If the human forms in Zhao Yang’s paintings are unfettered by the bonds of time and culture, it is because the artist’s own physicality and temperament speak to the vulgarity of human existence, a tireless fluency and mysticism. In earlier works built around the fable of hunt-er and prey, there is a fondness for the divine that resists cruelty. Major works in this exhibition, including Gigantism and Returning on a Stormy Night surpass the artificial limitations of this linear construction, replacing it with a mythical floating forest. The new body of work is more stable, and each work more individualized. Zhao clearly understands the misreadings of and biases held against painting today.
If Zhao Yang deploys compassion in his work, treating the universe as a place of equality, he does so without speaking to the present zeitgeist.
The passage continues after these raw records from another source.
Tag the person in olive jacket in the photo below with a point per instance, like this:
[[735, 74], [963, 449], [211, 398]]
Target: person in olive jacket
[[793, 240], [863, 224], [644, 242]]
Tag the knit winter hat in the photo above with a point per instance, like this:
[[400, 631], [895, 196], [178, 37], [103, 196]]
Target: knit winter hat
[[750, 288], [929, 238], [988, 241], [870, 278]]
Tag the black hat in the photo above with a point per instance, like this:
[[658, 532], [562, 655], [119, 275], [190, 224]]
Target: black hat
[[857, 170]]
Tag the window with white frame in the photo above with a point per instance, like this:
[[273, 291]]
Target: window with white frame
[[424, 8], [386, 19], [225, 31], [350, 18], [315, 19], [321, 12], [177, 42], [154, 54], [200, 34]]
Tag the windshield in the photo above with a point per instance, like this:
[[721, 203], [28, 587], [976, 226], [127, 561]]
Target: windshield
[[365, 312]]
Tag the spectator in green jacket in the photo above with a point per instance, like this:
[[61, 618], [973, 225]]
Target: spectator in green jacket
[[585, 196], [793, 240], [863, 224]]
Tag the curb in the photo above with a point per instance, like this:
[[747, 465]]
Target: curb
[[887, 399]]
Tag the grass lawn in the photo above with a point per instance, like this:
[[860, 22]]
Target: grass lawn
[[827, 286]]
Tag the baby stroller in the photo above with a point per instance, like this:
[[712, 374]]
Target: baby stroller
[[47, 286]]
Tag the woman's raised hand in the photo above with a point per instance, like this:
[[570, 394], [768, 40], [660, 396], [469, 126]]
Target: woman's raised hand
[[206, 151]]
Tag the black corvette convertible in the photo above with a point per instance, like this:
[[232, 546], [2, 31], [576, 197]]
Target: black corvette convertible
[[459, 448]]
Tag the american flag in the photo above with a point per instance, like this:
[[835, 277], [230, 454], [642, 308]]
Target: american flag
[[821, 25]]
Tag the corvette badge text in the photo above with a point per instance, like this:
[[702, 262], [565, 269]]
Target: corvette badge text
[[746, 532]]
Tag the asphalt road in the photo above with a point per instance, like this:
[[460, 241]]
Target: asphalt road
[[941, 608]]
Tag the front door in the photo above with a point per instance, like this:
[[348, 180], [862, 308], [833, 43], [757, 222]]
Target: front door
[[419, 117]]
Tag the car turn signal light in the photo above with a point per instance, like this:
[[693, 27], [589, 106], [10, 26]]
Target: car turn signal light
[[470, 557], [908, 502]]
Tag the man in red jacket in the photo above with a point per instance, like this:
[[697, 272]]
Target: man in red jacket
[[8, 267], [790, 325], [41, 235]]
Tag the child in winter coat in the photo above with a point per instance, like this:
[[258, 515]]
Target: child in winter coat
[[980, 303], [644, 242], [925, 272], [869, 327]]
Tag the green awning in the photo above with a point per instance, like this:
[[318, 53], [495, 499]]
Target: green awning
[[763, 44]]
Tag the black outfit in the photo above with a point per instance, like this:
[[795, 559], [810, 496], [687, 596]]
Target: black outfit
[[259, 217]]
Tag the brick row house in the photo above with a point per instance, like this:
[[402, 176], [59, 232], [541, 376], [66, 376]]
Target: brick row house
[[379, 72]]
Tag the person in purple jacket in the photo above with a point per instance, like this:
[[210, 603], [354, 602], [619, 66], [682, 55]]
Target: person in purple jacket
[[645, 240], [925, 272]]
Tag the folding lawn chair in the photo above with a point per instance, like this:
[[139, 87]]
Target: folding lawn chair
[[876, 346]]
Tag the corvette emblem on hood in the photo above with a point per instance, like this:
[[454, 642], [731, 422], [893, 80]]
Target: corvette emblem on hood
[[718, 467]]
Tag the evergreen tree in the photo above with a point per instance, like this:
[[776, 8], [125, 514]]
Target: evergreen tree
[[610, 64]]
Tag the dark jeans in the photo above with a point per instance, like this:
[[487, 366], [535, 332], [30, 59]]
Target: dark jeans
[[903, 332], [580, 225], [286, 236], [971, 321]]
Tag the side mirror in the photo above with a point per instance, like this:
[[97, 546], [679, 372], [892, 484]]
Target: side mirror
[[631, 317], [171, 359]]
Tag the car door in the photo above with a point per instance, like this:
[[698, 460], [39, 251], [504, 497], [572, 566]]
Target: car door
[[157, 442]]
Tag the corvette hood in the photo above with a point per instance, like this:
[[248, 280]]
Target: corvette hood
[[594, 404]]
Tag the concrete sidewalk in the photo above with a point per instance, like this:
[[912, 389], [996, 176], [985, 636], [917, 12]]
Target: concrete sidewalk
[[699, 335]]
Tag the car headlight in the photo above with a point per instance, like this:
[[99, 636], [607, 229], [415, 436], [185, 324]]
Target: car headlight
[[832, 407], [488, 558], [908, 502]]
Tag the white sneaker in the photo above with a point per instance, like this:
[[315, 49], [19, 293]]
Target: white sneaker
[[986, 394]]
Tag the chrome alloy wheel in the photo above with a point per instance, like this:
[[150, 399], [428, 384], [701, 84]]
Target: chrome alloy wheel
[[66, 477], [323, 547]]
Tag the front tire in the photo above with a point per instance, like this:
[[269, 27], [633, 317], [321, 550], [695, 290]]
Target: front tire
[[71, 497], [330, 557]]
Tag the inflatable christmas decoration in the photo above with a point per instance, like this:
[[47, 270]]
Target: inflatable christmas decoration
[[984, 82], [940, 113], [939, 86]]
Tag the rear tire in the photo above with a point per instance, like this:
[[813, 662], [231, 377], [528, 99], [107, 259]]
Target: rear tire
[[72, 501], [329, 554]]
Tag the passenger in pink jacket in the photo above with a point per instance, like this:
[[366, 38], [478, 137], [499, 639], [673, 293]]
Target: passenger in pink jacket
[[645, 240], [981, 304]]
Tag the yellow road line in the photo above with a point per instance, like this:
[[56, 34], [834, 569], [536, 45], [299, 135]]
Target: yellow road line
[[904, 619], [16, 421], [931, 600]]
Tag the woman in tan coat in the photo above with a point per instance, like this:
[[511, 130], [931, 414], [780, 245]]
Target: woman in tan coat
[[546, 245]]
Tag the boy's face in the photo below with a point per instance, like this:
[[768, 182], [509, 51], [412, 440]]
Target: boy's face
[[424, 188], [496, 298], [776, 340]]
Thankfully, the medium of painting today has extracted a sort of freedom in both content and style. Zhao knows that he can unsettle his audience and comfort them afterwards. But the very things that bring this freedom are the same methods of retrieval and storage native to the library—the very contemporary libraries of coding. From WikiLeaks to Edward Snowden to the Panama Papers, true secrets are compiled in a scattered way from collections never entered, and the greatest barrier is the data itself.
Artists generally resist the categories to which they are said to belong, hence the turbulent history of art. Whether or not a work speaks to the current zeitgeist cannot be the only standard. Instead, the standard now lies in the freedoms and limitations chosen by the painter, and how he or she justifies this choice. This, perhaps, is a question for Zhao.